はらりはらりと天から雪が舞い降りる夜空に閃光と轟音が走る。
爆音と砲口炎とともに放たれた84mm砲弾は矢のように奔って敵へと向かっていくがいとも容易く回避されてしまい遠くへと飛び去ってしまう。
「私の射撃の癖を読まれてるとでもッ!?」
敵は4機のニムロッドU2型。
それぞれ2機ずつがバディを組むようなフォーメーションで回避運動を取りながら私のニムロッドカスタムへと射撃を加えてくる。

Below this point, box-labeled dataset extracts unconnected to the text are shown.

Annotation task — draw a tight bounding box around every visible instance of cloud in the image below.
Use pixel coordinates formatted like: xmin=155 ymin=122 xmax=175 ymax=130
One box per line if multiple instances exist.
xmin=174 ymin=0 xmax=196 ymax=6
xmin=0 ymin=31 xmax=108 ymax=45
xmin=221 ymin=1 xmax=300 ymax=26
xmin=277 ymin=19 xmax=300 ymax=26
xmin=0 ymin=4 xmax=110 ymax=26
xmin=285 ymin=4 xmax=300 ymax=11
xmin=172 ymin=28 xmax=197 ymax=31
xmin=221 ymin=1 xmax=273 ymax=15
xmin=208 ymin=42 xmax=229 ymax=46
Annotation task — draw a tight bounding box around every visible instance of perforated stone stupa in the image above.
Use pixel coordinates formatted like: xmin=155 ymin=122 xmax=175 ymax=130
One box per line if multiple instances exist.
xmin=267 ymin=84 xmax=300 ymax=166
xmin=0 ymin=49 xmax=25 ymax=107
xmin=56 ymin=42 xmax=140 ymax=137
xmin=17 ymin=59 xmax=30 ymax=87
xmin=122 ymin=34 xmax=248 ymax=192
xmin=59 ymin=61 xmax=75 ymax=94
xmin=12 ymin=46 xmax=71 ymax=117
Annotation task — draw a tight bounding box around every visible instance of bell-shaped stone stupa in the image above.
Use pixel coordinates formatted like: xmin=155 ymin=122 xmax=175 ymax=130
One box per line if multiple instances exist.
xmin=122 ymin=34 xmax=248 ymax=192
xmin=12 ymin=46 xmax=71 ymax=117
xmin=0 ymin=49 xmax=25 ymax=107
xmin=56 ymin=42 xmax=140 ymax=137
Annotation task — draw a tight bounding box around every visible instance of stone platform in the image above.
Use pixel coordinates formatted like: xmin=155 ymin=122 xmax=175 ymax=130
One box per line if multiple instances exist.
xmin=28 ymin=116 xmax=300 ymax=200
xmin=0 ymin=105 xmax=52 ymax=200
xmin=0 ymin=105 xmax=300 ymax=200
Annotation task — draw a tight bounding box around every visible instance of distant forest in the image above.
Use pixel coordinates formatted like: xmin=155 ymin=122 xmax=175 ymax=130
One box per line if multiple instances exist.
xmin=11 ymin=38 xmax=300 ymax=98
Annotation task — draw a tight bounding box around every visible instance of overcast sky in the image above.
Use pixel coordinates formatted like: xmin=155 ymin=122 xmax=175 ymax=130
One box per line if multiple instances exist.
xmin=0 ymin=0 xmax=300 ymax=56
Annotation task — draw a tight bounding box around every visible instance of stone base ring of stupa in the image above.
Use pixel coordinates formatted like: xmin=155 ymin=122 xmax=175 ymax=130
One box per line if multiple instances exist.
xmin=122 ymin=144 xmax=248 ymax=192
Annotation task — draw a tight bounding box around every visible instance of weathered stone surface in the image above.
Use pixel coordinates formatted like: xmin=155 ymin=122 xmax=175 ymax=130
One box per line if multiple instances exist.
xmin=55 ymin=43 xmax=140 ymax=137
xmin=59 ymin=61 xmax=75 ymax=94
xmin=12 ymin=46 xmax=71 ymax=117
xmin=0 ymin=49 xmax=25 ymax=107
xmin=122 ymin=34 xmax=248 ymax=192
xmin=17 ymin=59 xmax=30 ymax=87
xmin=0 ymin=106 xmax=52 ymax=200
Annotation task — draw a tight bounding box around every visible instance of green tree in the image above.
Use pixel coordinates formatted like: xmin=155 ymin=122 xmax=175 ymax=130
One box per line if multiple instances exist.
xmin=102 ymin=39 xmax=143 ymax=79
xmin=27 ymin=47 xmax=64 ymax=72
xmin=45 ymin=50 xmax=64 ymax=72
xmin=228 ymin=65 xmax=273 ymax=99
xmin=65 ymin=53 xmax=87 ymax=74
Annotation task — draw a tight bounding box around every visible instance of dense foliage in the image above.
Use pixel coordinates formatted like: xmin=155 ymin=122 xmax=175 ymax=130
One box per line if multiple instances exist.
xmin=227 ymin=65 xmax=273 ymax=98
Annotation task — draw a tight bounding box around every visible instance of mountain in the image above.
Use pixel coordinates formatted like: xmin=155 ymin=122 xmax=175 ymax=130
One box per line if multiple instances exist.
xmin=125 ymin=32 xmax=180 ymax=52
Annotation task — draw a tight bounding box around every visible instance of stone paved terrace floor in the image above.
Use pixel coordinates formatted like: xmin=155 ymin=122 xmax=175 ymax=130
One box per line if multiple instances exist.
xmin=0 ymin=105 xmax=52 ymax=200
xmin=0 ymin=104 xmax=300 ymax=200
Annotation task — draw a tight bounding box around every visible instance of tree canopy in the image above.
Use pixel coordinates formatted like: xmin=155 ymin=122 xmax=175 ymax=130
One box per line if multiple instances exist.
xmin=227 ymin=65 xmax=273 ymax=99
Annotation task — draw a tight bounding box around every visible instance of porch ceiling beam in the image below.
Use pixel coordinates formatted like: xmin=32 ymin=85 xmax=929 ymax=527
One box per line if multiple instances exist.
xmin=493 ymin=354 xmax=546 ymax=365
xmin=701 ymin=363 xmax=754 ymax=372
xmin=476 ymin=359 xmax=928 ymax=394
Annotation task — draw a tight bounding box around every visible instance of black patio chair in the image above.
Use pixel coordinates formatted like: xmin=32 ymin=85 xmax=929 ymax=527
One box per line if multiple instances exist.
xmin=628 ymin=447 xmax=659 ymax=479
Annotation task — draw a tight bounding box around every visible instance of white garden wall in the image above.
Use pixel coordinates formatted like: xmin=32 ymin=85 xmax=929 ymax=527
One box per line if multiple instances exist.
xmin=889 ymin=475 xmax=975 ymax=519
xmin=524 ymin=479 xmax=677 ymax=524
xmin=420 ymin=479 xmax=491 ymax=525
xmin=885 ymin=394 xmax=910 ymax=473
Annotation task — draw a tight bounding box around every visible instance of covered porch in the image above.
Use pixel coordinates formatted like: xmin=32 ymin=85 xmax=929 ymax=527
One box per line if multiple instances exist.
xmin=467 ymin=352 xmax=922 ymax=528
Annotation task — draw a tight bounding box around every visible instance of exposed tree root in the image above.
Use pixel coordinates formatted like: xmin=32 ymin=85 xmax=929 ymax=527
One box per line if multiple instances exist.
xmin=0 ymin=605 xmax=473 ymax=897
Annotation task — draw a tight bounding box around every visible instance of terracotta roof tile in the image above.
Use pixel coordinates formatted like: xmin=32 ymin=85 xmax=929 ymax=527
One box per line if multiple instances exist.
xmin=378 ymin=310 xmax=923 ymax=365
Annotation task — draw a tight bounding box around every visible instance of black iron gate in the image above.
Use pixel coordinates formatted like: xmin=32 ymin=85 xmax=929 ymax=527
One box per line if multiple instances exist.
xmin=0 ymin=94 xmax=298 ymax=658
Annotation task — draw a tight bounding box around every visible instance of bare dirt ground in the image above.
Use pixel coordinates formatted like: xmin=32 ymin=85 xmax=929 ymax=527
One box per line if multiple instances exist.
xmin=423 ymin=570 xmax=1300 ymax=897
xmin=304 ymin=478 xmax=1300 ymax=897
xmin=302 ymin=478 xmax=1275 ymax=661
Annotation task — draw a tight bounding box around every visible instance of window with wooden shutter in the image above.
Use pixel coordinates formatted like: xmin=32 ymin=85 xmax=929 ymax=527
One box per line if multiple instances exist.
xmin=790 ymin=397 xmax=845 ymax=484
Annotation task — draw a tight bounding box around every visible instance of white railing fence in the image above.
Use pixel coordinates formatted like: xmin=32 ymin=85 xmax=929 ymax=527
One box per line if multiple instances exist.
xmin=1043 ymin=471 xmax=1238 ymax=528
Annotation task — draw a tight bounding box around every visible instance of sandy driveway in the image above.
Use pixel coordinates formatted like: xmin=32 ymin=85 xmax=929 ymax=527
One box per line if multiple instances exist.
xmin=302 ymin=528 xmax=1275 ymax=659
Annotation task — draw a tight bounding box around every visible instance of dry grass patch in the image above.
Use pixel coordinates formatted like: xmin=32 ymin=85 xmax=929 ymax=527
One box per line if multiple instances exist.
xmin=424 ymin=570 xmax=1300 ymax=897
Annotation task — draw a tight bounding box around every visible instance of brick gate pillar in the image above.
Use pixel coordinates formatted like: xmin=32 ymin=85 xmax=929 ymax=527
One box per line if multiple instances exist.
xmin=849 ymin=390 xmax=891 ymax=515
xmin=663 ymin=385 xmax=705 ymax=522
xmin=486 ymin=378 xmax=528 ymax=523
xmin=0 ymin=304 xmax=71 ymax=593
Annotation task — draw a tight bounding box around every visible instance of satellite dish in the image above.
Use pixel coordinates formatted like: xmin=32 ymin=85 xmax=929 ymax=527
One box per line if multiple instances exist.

私も動き回る敵の1機に狙いを定めようとレティクル内に収めようとするものの、やっとレティクルに入ったと思うや、それが幻であったかのようにするりと抜け出ていた。
先ほどからそんな事の繰り返し。
代わりに敵の放った砲弾が私のニムロッドの頭部を掠めて僅かにHPが減少。
「チィっ!!」
既に中山さんとクリスさんは撃破されてガレージに戻っている。
ヒロミチさんも初手で陽動をかけようと単独行動を取ったところで返り討ちにされスラスターが損傷してマトモに動けないと通信が入ってから未だに合流できていない。
つまり私はヒロミチさんが合流するまでたった1人で4機の敵機を相手にしなければならないというわけだ。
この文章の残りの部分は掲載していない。